The Advertising Standards Authority pulled the ad after a complaint

The use of lash inserts and the post-production technique were likely to exaggerate the effect beyond what could be achieved by the product among consumers.

The use of lash inserts and the post-production technique were likely to exaggerate the effect beyond what could be achieved by the product among consumers.

 

A Rimmel mascara ad featuring the model Cara Delevingne has been banned for using production techniques that exaggerated the effect of the make-up.

The television advert showed several images of Delevingne applying the mascara and close-ups of the finished effect, while a voiceover said: “New max-density brush for clump free lashes. Extreme volume ... Extreme wear.”

Defending the ad after a viewer complained that it misled consumers, Rimmel owner Coty UK said it used lash inserts to fill in gaps and create a “uniform lash line” in accordance with industry practice.

Ad clearance agency Clearcast said Coty had not used lash inserts to mislead or exaggerate the effects of the mascara, and said the company had not lengthened or thickened any lashes in post-production.

The UK’s Advertising Standards Authority (ASA) said consumers were likely to understand from the ad that using the mascara would lead to the appearance of thicker and fuller eyelashes.

It said: “We noted Coty’s assertion that the post-production techniques used were not intended to lengthen the model’s eyelashes.
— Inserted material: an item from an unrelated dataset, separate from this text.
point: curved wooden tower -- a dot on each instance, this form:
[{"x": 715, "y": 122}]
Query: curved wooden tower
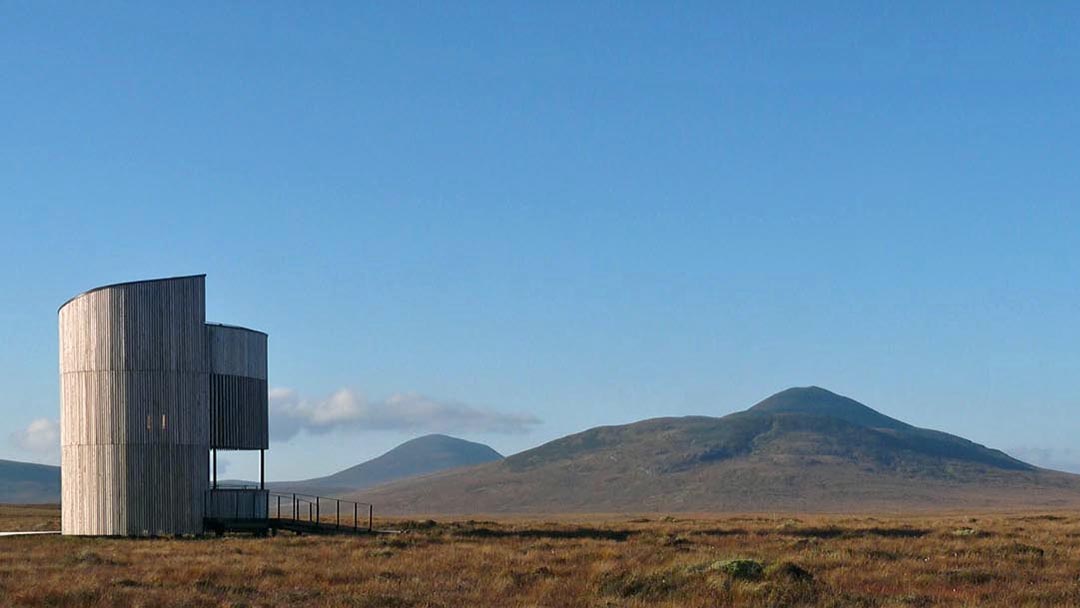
[{"x": 134, "y": 408}]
However, we considered that they did appear to be longer in the after photo.

“Because the ad conveyed a volumising, lengthening and thickening effect of the product we considered the use of lash inserts and the post-production technique were likely to exaggerate the effect beyond what could be achieved by the product among consumers.

“We therefore concluded the ad was misleading.”

The ASA ruled that the ad must not appear again in its current form, and told Coty UK “not to exaggerate the effect the product was capable of achieving”.